Trading of Units. There is no established trading market for the Class A Units. The Company has engaged FNC Ag Stock, LLC to create a Qualified Matching Service ("QMS") in order to facilitate trading of the Class A Units. The QMS consists of an electronic bulletin board that provides information to prospective sellers and buyers of the Class A Units. The Company does not become involved in any purchase or sale negotiations arising from the QMS and takes no position as to whether the average price or the price of any particular sale is an accurate measure of the value of the Class A Units. As a limited liability company, the Company is required to restrict the transfers of the Class A Units in order to preserve their partnership tax status. The Class A Units may not be traded on any established securities market or readily traded on a secondary market (or the substantial equivalent thereof). All transfers are subject to a determination that the transfer will not cause the Company to be deemed a publicly traded partnership.

The Company has no role in effecting the transactions beyond approval, as required under the Operating Agreement and the issuance of new certificates. So long the Company remains a publicly reporting company, information about the Company will be publicly available through the SEC's EDGAR filing system. However, if at any time the Company ceases to be a publicly reporting company, the Company may continue to make information about the Company available publicly on their website.

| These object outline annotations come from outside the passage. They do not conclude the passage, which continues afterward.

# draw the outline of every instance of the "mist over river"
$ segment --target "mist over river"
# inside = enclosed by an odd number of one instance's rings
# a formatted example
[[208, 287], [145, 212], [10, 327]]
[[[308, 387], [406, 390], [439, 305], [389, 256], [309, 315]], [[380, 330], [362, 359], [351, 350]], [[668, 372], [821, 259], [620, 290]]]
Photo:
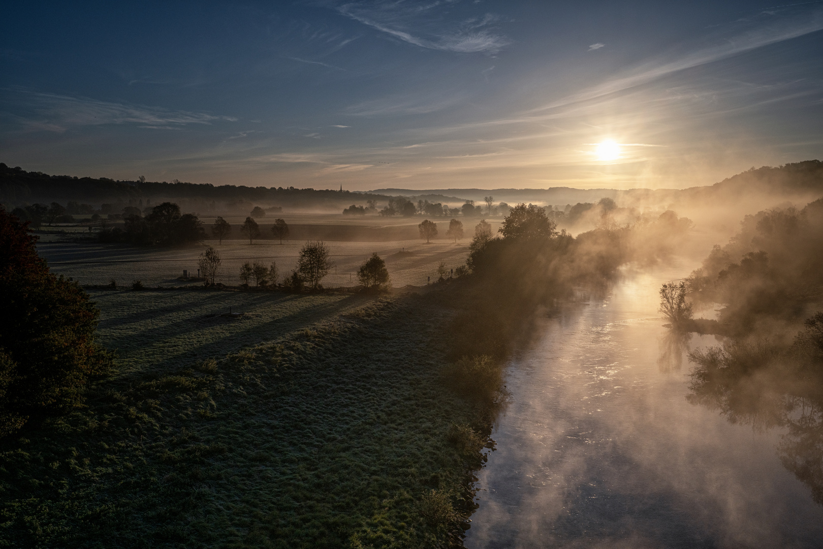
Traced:
[[626, 271], [540, 321], [508, 367], [466, 547], [823, 547], [783, 431], [686, 402], [686, 353], [717, 341], [672, 337], [658, 292], [693, 267]]

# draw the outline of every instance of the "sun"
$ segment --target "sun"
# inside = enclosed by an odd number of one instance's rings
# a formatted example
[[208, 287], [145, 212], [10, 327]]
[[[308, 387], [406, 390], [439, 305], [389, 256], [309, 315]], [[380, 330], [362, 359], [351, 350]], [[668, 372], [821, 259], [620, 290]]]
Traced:
[[598, 161], [615, 161], [620, 158], [620, 145], [611, 139], [597, 143], [595, 151]]

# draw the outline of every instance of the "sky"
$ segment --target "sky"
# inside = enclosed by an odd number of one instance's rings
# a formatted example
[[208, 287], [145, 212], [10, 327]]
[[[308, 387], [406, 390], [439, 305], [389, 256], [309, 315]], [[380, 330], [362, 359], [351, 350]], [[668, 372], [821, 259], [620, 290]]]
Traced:
[[0, 161], [374, 188], [686, 188], [823, 160], [823, 2], [13, 2]]

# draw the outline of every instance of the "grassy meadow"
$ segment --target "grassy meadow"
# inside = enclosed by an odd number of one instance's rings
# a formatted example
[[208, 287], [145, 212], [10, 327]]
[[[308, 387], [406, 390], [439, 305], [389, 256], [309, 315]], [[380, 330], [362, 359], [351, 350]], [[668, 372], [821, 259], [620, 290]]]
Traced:
[[[0, 547], [459, 545], [487, 418], [444, 384], [455, 314], [444, 292], [170, 289], [201, 249], [71, 236], [39, 249], [81, 284], [119, 281], [88, 290], [119, 357], [85, 407], [0, 440]], [[329, 244], [327, 287], [349, 286], [373, 251], [395, 287], [467, 253]], [[236, 284], [249, 259], [291, 269], [301, 244], [224, 241], [222, 280]], [[135, 279], [153, 287], [122, 287]]]
[[[289, 238], [282, 244], [273, 240], [270, 232], [275, 216], [282, 216], [290, 224]], [[114, 279], [121, 286], [140, 280], [147, 286], [168, 286], [183, 283], [179, 278], [184, 270], [196, 275], [198, 256], [206, 246], [214, 245], [223, 259], [216, 281], [235, 286], [239, 283], [238, 272], [244, 262], [259, 260], [268, 264], [274, 261], [283, 276], [294, 268], [300, 249], [307, 240], [323, 240], [331, 248], [335, 264], [323, 281], [324, 286], [356, 286], [360, 265], [377, 252], [386, 262], [392, 286], [403, 287], [423, 286], [430, 277], [435, 280], [441, 261], [449, 269], [462, 264], [474, 226], [480, 221], [463, 220], [465, 235], [455, 243], [445, 237], [449, 220], [436, 218], [438, 236], [427, 244], [419, 236], [417, 223], [421, 220], [416, 217], [412, 222], [408, 218], [340, 214], [277, 214], [270, 217], [258, 220], [263, 234], [251, 244], [248, 239], [240, 238], [238, 228], [243, 219], [229, 217], [227, 221], [234, 228], [221, 245], [207, 240], [203, 245], [193, 248], [137, 248], [96, 242], [94, 233], [90, 235], [83, 227], [44, 227], [38, 251], [48, 259], [53, 272], [72, 277], [83, 285], [106, 285]], [[214, 219], [202, 221], [207, 230]], [[499, 220], [491, 222], [496, 230]]]
[[[448, 537], [472, 459], [449, 433], [475, 414], [443, 386], [450, 313], [430, 295], [95, 292], [117, 370], [85, 409], [2, 441], [0, 543]], [[203, 320], [229, 304], [248, 314]]]

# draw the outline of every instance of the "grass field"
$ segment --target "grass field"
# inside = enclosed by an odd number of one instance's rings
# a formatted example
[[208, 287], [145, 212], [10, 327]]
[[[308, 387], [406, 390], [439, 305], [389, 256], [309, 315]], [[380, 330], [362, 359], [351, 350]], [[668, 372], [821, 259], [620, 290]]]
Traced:
[[[283, 244], [263, 240], [251, 245], [245, 240], [224, 240], [215, 244], [223, 264], [216, 281], [239, 284], [238, 272], [246, 261], [259, 260], [267, 265], [274, 261], [281, 275], [291, 272], [304, 242], [287, 240]], [[437, 265], [444, 261], [449, 268], [465, 261], [467, 242], [462, 244], [435, 241], [426, 244], [420, 240], [396, 242], [328, 242], [335, 267], [323, 279], [327, 287], [356, 286], [356, 272], [373, 252], [385, 261], [392, 285], [423, 286], [427, 278], [436, 280]], [[72, 277], [83, 285], [105, 285], [114, 279], [121, 286], [141, 280], [144, 285], [179, 286], [184, 269], [197, 274], [198, 258], [205, 246], [188, 249], [157, 249], [135, 248], [125, 244], [96, 242], [44, 241], [38, 252], [49, 261], [53, 272]]]
[[87, 408], [0, 443], [0, 545], [446, 541], [476, 459], [449, 433], [477, 414], [444, 388], [435, 293], [92, 297], [121, 358]]

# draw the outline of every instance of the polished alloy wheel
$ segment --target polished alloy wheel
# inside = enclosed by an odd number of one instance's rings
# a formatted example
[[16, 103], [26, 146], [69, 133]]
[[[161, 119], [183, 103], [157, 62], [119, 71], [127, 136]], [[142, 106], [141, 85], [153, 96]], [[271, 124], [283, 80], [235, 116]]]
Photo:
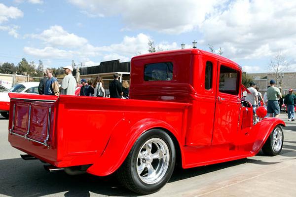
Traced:
[[275, 151], [279, 151], [283, 144], [283, 131], [280, 128], [277, 127], [273, 131], [272, 136], [272, 148]]
[[168, 146], [160, 138], [151, 138], [140, 149], [137, 161], [137, 172], [140, 179], [148, 184], [157, 183], [162, 179], [169, 166]]

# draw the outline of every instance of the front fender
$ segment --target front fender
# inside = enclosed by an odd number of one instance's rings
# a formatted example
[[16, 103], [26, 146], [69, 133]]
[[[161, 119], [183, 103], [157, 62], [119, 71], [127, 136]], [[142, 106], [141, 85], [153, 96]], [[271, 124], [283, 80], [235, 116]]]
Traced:
[[[126, 126], [128, 123], [128, 120], [123, 118], [113, 128], [103, 153], [87, 169], [87, 172], [97, 176], [107, 176], [114, 172], [123, 162], [137, 139], [149, 129], [162, 128], [170, 131], [175, 137], [177, 135], [177, 131], [172, 126], [158, 119], [143, 119], [131, 127]], [[123, 130], [122, 128], [125, 127], [128, 128]]]
[[250, 132], [251, 146], [249, 147], [253, 156], [256, 155], [262, 148], [274, 127], [280, 125], [286, 126], [285, 122], [276, 118], [268, 118], [255, 124]]

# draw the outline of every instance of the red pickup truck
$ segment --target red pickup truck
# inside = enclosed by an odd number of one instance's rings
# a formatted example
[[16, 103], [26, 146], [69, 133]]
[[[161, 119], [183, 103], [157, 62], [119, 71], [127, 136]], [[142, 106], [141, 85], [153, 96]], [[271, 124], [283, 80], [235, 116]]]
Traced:
[[[10, 93], [8, 140], [50, 171], [116, 172], [130, 190], [160, 190], [184, 168], [279, 154], [276, 118], [253, 123], [242, 69], [197, 49], [133, 58], [130, 99]], [[79, 120], [80, 119], [80, 120]]]

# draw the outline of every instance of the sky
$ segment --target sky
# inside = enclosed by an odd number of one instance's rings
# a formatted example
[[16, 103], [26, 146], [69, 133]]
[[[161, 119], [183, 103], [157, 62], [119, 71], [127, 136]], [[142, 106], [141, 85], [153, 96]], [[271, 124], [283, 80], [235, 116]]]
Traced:
[[123, 62], [148, 52], [197, 48], [247, 73], [270, 71], [281, 54], [296, 71], [295, 0], [0, 0], [0, 63], [45, 68]]

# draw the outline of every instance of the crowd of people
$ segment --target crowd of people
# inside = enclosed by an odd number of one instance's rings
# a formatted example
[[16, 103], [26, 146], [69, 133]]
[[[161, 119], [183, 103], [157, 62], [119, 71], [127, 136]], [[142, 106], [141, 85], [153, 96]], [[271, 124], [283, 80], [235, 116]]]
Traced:
[[254, 114], [253, 120], [256, 122], [257, 120], [257, 108], [262, 105], [267, 109], [268, 116], [278, 118], [281, 112], [281, 104], [279, 101], [283, 99], [284, 104], [287, 106], [288, 120], [294, 121], [296, 95], [293, 93], [293, 89], [290, 88], [289, 90], [289, 94], [284, 98], [282, 98], [280, 89], [275, 86], [275, 81], [271, 79], [269, 83], [270, 85], [267, 86], [267, 90], [262, 97], [256, 84], [253, 81], [250, 83], [250, 87], [248, 88], [250, 92], [247, 95], [245, 100], [252, 105]]
[[[73, 68], [71, 66], [63, 67], [66, 76], [63, 79], [60, 87], [58, 80], [53, 76], [53, 71], [47, 69], [44, 73], [44, 78], [39, 84], [38, 91], [39, 94], [56, 95], [65, 94], [75, 95], [75, 88], [76, 86], [76, 80], [72, 72]], [[111, 98], [129, 98], [129, 84], [127, 80], [123, 80], [122, 83], [119, 80], [119, 75], [117, 73], [113, 75], [114, 79], [109, 84], [109, 91]], [[82, 85], [80, 96], [106, 97], [106, 91], [104, 81], [101, 77], [97, 76], [93, 80], [82, 79]]]

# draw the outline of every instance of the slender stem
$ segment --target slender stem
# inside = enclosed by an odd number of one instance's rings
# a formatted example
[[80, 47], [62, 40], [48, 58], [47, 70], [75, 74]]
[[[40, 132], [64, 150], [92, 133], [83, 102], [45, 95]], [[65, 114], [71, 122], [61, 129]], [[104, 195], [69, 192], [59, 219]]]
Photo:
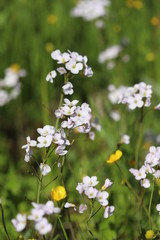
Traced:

Transfer Restrictions. Members may freely transfer or assign all or any portion of their Class A Units, including Governance Rights and/or Financial Rights, so long as they are; (1) by sale, gift, or devise to a spouse or child of the transferring Member; (2) following the death, withdrawal, bankruptcy, divorce, separation, dissolution or termination of the transferring Member; (3) by a Member and any related persons (as defined in Section 267(b) of the Internal Revenue Code) in one or more transactions during any thirty (30) calendar day period of Class A Units in the aggregate less than two percent (2%) of the total outstanding Class A Units in the Company; (4) by a Member and any other Members, acting together, of Class A Units representing in the aggregate more than fifty percent (50%) of the total outstanding Class A Units of the Company; or (5) by transfer effected through a qualified matching service program. The transferor or assignor of all or any such portion of such Class A Units continues to be a Member of the Company to the extent such transferor or assignor retains a Membership Interest having Governance Rights. The transferee or assignee of the Governance Rights and Financial Rights or only Governance Rights may be admitted as a Member as provided in Article 9 of the Member Control Agreement. Further, transfers will not be recognized by the Company until they are reflected in the required records of the Company.

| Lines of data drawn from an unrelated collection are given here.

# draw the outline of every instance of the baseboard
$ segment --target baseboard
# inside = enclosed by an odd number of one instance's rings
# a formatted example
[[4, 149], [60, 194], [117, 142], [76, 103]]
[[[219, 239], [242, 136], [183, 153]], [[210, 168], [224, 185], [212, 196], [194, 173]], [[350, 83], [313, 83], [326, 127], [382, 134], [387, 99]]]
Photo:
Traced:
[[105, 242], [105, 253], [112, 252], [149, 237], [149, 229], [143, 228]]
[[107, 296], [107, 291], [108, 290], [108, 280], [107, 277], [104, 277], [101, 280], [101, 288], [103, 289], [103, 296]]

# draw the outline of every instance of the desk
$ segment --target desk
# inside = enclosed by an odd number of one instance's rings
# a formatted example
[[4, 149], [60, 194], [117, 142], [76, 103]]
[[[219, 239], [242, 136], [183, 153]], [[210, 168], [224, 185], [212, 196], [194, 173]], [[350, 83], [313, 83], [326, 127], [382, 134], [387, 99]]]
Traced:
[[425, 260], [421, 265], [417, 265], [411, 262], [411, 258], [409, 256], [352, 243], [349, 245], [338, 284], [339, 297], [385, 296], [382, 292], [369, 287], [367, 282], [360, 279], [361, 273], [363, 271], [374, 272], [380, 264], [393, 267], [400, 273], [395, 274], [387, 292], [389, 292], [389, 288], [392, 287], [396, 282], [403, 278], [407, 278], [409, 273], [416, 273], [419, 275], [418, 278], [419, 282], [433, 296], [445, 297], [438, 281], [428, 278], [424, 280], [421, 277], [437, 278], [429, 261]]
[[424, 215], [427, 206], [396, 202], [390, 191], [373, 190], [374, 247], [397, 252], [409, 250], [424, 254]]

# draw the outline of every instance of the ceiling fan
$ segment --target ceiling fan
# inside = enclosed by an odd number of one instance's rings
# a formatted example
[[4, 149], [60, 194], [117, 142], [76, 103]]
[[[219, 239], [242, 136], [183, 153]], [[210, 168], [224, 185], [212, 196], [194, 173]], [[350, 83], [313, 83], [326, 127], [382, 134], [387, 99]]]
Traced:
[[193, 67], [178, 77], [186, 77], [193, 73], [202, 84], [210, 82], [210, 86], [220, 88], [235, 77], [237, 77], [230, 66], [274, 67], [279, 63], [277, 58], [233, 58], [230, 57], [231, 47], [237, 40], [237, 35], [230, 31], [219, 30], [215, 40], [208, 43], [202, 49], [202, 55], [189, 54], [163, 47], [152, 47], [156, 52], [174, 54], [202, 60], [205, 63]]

Certain Provisions of Our Certificate of Organization and Operating Agreement

Board of Governors. The Company is managed by a Board of Governors. Each individual Governor holds office for a term of three years. The Company’s current Board of Governors has 5 elected Governors, three of whose terms will expire at the 2022 annual meeting, two of whose terms will expire at the 2023 annual meeting and the remaining Governors’ terms will expire at the 2024 annual meeting. The process for nominating and electing governors is communicated to the Members in a timely manner in advance of the annual meeting in accordance with §2.2 of the Operating Agreement.




Action by Written Consent. The Operating Agreement provides that any action required or permitted to be taken at a meeting of the Members (whether an annual or special meeting) may be taken without a meeting and without notice if the action is taken by the Members holding at least the voting power of the outstanding Class A Units required to take action at a meeting of the Members.